- Duracell debuted a six-second video ad, "Slamtone," which reached No. 7 on YouTube's list of the top 20 bumper ads, according to a post on the Think With Google blog. It's part of the brand's latest campaign, "Trust is Power," and was designed to reach people in bite-sized bursts on mobile as a way to complement related 30-second ads.
- One key challenge in developing Slamtone, Duracell's VP of marketing Ramon Velutini said, was conveying a message of trust in just a few seconds. The ad won out against others because it paired the brand's iconic copper-top product imagery with an audible sound the brand has used in its advertising for years. "It is unquestionably Duracell," he said.
- The battery brand created the video with agencies Wieden+Kennedy and Spark Communications.
Like Duracell, many companies are integrating microvideos into their marketing mix. Super-short video spots haven't arrived without some controversy, but given the shifting digital landscape and more flexible ad options offered by social media platforms, interest in the six-second ad continues to grow. As more consumers shift away from TV and toward online streaming and mobile screens, bite-sized ads like Duracell's are designed to capitalize on consumers' plummeting attention spans and reach them with a unique hook that quickly conveys a brand's message.
For its part, Duracell appears to be experimenting with the format as a way to reinforce the message of its longer content.

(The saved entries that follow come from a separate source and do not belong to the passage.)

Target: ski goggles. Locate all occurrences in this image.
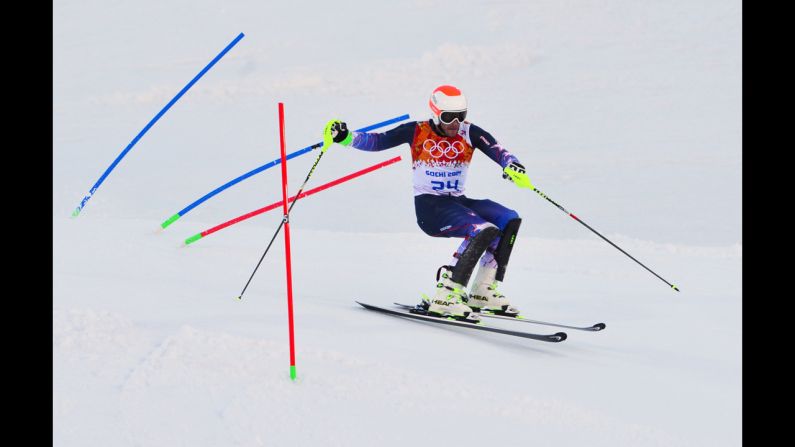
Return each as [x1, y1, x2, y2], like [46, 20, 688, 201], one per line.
[439, 110, 467, 124]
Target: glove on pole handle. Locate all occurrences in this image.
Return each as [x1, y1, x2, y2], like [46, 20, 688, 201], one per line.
[532, 186, 680, 292]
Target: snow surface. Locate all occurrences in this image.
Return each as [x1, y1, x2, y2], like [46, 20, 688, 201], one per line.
[54, 0, 741, 445]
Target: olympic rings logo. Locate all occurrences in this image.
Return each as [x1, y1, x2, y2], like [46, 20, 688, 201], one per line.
[422, 139, 465, 159]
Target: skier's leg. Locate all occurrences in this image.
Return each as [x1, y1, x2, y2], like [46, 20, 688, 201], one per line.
[414, 194, 500, 319]
[414, 194, 500, 286]
[422, 224, 498, 319]
[458, 197, 519, 232]
[458, 198, 522, 314]
[459, 198, 521, 280]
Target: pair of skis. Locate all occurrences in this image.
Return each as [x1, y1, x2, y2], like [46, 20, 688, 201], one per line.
[355, 301, 605, 343]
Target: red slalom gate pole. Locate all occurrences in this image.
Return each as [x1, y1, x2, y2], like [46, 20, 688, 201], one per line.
[182, 156, 402, 245]
[278, 103, 297, 381]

"When it comes to video length, there’s a tendency to equate shorter with worse, because the industry isn’t accustomed to shorter just yet. It’s a different creative approach that requires different thinking," Eric Helin, Wieden+Kennedy's creative director, wrote for Think With Google.
The team behind Duracell's ad offered some tips for creating a successful 6-second spot, including using creative elements that are unique to a brand and focusing on and celebrating a product.
Last month, Fox Networks Group announced it would bring six-second ads to TV, first airing during the Teen Choice Awards to reach the younger demographic that's generally in tune with mobile devices and developments. Lowe's recently crammed 64 microvideos — each less than a second long — into a 35-second Instagram video optimized for mobile.
However, the ad format doesn't come without its challenges or pushback. Agency creatives have criticized six-second spots, insisting that ads shorter than 30 seconds stifle creativity and keep brands from connecting with viewers, per Business Insider.